Redshift n’est pas qu’un concert.
C’est un piège existentiel pour vos sens.
Le 22 mai, la Heft Gallery de New York a cessé d’être une pièce pleine de murs.
Pour une foule à guichets fermés, c’est devenu un vaisseau. Ashley Zelinskie et Illich Mujica ont transformé l’espace en quelque chose que l’on peut ressentir. Ils ont mélangé l’électronique en direct avec les données de la NASA et la parole dans un voyage à travers les longueurs d’onde.
Cela a commencé tranquillement.
Avec l’histoire.
L’ouverture a diffusé le Golden Record de la NASA via le système d’écoute “Volumes” de Joe Doucet. Ce disque navigue dans le vide depuis 1977, une capsule temporelle envoyée depuis la Terre à quiconque pourrait se trouver là-bas.
Cela a donné le ton.
La science, l’art et l’émerveillement respirent tous en même temps.
Vagues, lumière et étendue du temps
Zelinskie a projeté des images du télescope spatial James Webb sur un mur.
Elle ne s’est pas contentée de montrer de jolies photos de galaxies.

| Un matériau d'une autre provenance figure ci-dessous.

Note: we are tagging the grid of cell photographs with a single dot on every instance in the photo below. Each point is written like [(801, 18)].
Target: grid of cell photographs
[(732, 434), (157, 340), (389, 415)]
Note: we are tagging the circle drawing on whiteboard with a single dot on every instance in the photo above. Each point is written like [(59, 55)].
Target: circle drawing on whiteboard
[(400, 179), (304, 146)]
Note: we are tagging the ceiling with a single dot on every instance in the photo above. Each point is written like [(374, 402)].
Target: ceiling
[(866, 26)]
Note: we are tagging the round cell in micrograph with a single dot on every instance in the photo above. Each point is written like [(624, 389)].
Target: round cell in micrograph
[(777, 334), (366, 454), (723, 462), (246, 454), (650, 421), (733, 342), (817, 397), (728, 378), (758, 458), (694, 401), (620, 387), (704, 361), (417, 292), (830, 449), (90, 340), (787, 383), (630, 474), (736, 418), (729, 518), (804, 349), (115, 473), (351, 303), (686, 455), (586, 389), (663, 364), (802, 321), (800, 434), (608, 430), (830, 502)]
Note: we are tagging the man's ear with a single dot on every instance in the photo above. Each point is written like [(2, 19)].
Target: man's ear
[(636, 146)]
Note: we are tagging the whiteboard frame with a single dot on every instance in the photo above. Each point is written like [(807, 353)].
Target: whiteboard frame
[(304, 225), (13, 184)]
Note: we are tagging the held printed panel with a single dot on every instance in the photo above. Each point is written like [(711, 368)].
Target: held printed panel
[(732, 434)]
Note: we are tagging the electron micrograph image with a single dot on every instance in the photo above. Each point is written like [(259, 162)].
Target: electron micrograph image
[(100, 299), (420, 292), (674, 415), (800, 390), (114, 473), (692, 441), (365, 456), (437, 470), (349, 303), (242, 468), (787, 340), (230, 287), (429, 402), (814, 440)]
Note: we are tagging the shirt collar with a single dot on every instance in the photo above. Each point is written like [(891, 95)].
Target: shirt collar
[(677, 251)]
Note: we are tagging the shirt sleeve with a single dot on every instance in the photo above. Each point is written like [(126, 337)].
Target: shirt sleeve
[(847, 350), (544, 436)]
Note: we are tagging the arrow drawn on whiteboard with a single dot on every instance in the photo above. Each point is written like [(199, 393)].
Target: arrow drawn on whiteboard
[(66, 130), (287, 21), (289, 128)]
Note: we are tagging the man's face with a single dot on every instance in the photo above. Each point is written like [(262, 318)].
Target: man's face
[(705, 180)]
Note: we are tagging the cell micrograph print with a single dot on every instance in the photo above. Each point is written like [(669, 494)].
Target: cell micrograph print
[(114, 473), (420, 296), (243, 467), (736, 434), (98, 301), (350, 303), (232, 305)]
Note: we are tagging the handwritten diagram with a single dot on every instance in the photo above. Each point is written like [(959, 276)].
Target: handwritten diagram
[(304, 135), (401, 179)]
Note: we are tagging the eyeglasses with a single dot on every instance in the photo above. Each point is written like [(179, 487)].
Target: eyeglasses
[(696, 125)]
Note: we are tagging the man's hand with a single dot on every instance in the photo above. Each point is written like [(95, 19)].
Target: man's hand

Elle a simulé le redshift. L’étirement réel de la lumière lorsqu’elle voyage à travers le cosmos. La lumière plus ancienne devient plus rouge. Les vagues s’étirent.
L’audio de Mujica l’a suivi.
Il est passé de l’electronica ambiante au rock psychédélique, tissant des extraits de paroles qui ressemblaient à des transmissions venues de l’espace lointain.
Notre concept était « la lumière au service du son et le son dans l’utilisation de la lumière », explique Zelinskie. Ils ont commencé dans les fréquences ultraviolettes. La lumière est passée au rouge à mesure que la musique passait du bruit expérimental à ondes longues à des scores BPM plus élevés. C’est une pollinisation croisée de la physique et de l’art. Des ondes lumineuses courtes associées à de longues ondes sonores, puis inversées. Le problème était la friction.
Quelles images Webb sont restées bloquées ?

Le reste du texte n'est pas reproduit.